7 And I heard a voice saying to me, ‘Rise, Peter; kill and eat.’
8 But I said, ‘By no means, Lord; for nothing common or unclean has ever entered my mouth.’
9 But the voice answered a second time from heaven, ‘What God has made clean, do not call common.’
10 This happened three times, and all was drawn up again into heaven.
11 And behold, at that very moment three men arrived at the house in which we were, sent to me from Caesarea.
12 And the Spirit told me to go with them, making no distinction. These six brothers also accompanied me, and we entered the man’s house.

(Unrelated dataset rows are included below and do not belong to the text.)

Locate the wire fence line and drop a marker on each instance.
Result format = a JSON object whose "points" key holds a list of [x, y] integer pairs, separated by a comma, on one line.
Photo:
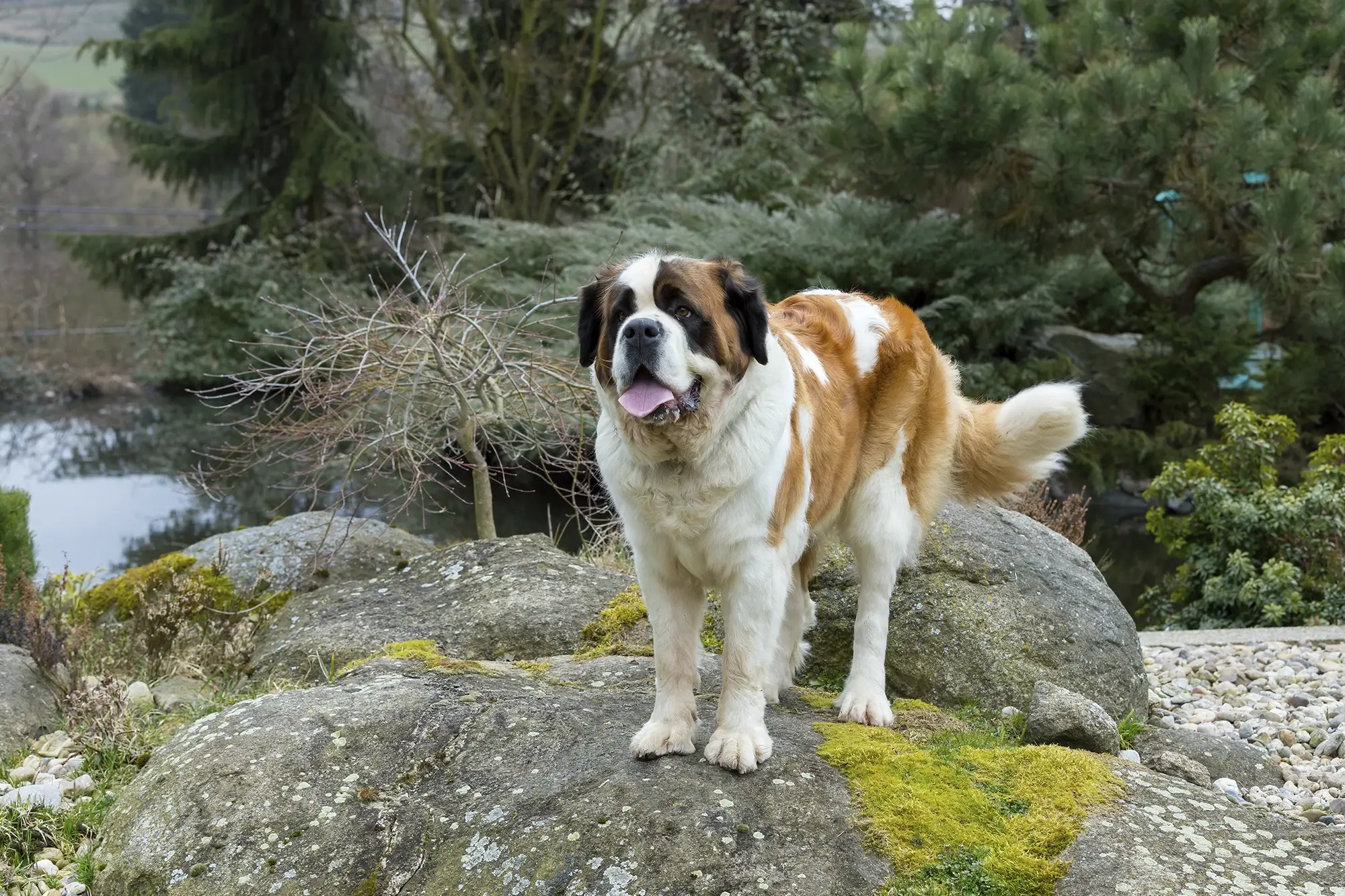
{"points": [[29, 333], [30, 218]]}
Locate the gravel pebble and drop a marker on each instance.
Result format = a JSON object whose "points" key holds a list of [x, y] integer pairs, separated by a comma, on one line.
{"points": [[1288, 700]]}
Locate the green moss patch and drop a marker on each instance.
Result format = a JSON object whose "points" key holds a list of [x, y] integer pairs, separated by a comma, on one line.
{"points": [[961, 819], [623, 628], [424, 651], [535, 669], [173, 573], [126, 591]]}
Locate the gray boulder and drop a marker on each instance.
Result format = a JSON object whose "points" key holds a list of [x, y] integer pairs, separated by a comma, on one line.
{"points": [[514, 598], [395, 779], [1222, 756], [309, 551], [1104, 362], [28, 702], [1167, 837], [996, 603], [1165, 762], [180, 690], [1059, 716]]}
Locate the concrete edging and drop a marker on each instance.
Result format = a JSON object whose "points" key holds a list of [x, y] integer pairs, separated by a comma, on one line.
{"points": [[1204, 637]]}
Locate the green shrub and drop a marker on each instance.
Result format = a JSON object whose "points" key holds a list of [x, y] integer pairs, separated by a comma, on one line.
{"points": [[201, 323], [1254, 552], [15, 538], [985, 300]]}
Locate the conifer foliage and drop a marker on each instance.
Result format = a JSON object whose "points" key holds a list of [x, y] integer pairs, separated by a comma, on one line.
{"points": [[1190, 142], [264, 118]]}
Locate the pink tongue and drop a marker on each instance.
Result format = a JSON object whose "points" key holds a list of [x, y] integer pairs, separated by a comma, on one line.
{"points": [[645, 396]]}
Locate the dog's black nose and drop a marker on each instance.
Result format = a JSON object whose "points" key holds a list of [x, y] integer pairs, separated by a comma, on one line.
{"points": [[644, 329]]}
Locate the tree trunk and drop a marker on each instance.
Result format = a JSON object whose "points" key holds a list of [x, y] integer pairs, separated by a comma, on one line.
{"points": [[482, 499]]}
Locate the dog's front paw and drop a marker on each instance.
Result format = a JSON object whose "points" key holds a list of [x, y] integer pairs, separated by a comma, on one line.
{"points": [[867, 705], [739, 749], [660, 739]]}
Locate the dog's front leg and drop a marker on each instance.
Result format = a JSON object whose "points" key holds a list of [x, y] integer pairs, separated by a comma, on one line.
{"points": [[754, 608], [676, 604]]}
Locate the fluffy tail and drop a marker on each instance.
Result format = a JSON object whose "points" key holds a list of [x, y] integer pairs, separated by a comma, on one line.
{"points": [[1001, 448]]}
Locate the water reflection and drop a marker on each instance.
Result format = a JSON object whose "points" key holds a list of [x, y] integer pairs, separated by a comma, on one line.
{"points": [[108, 486], [108, 493]]}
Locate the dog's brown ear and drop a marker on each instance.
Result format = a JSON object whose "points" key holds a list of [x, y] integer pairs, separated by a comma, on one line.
{"points": [[746, 302], [591, 321]]}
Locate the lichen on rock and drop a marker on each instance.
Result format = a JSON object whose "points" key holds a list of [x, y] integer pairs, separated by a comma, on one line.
{"points": [[423, 651], [953, 807]]}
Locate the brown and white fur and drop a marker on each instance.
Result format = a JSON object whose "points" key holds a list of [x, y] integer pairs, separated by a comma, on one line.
{"points": [[828, 416]]}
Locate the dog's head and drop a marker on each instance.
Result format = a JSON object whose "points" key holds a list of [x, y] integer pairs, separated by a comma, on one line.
{"points": [[669, 337]]}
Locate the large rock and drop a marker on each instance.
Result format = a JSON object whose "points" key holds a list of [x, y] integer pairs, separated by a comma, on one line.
{"points": [[996, 603], [1168, 837], [309, 551], [401, 780], [514, 598], [1059, 716], [1222, 756], [28, 702]]}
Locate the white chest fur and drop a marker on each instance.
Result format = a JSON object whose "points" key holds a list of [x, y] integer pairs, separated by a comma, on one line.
{"points": [[707, 510]]}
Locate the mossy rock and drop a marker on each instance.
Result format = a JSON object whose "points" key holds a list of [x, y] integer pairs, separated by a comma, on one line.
{"points": [[478, 784], [623, 628], [504, 599], [120, 595], [306, 552], [992, 815], [995, 604]]}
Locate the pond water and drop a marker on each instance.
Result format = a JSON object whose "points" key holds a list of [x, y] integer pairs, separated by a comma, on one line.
{"points": [[108, 493]]}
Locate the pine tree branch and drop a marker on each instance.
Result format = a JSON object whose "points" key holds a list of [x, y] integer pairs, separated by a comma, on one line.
{"points": [[1183, 299]]}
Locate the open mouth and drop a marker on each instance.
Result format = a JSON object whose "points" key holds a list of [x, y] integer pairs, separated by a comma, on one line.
{"points": [[650, 400]]}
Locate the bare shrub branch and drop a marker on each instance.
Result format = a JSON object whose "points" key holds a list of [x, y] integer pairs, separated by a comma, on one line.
{"points": [[410, 384], [1069, 517]]}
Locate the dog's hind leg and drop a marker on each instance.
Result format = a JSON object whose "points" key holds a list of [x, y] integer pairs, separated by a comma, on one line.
{"points": [[882, 529], [676, 606]]}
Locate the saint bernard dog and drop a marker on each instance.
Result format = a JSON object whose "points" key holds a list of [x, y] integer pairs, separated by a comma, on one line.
{"points": [[739, 439]]}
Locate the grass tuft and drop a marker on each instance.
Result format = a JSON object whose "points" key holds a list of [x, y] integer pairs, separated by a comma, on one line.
{"points": [[1129, 728]]}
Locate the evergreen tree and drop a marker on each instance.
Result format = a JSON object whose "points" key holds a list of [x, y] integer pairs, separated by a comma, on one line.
{"points": [[264, 119], [525, 91], [143, 95], [1191, 142]]}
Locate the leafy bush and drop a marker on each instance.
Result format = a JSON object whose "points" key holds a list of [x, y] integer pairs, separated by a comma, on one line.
{"points": [[15, 538], [1254, 552], [201, 325]]}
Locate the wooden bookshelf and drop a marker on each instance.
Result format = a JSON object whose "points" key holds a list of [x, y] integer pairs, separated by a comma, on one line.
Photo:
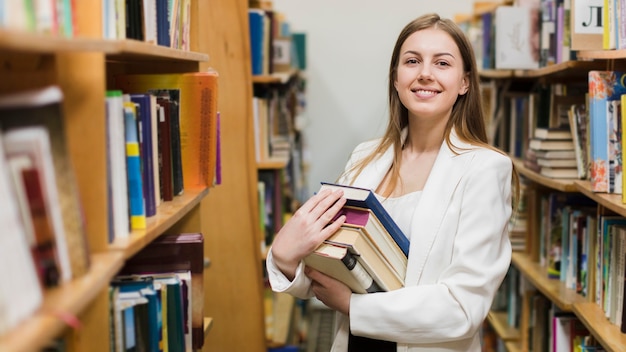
{"points": [[594, 319], [168, 214], [563, 185], [62, 304], [553, 289]]}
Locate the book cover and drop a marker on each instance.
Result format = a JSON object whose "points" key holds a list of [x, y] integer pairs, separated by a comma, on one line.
{"points": [[365, 198], [117, 183], [136, 204], [172, 253], [339, 263], [145, 119], [43, 107], [578, 121], [604, 86], [374, 231], [516, 38], [21, 291], [358, 243], [198, 115]]}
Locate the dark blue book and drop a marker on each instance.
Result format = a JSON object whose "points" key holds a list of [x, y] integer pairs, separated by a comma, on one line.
{"points": [[144, 117], [365, 198]]}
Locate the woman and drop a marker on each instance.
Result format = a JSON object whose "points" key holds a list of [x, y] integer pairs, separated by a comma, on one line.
{"points": [[448, 190]]}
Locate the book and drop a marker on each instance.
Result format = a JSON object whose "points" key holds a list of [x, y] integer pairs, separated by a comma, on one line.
{"points": [[338, 262], [557, 163], [20, 291], [515, 37], [43, 107], [559, 172], [198, 115], [586, 25], [579, 122], [604, 86], [365, 198], [117, 183], [374, 232], [553, 133], [360, 245], [175, 253], [147, 148], [136, 203], [545, 144]]}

13 And he told us how he had seen the angel stand in his house and say, ‘Send to Joppa and bring Simon who is called Peter;
14 he will declare to you a message by which you will be saved, you and all your household.’
15 As I began to speak, the Holy Spirit fell on them just as on us at the beginning.
16 And I remembered the word of the Lord, how he said, ‘John baptized with water, but you will be baptized with the Holy Spirit.’
17 If then God gave the same gift to them as he gave to us when we believed in the Lord Jesus Christ, who was I that I could stand in God’s way?”
18 When they heard these things they fell silent. And they glorified God, saying, “Then to the Gentiles also God has granted repentance that leads to life.”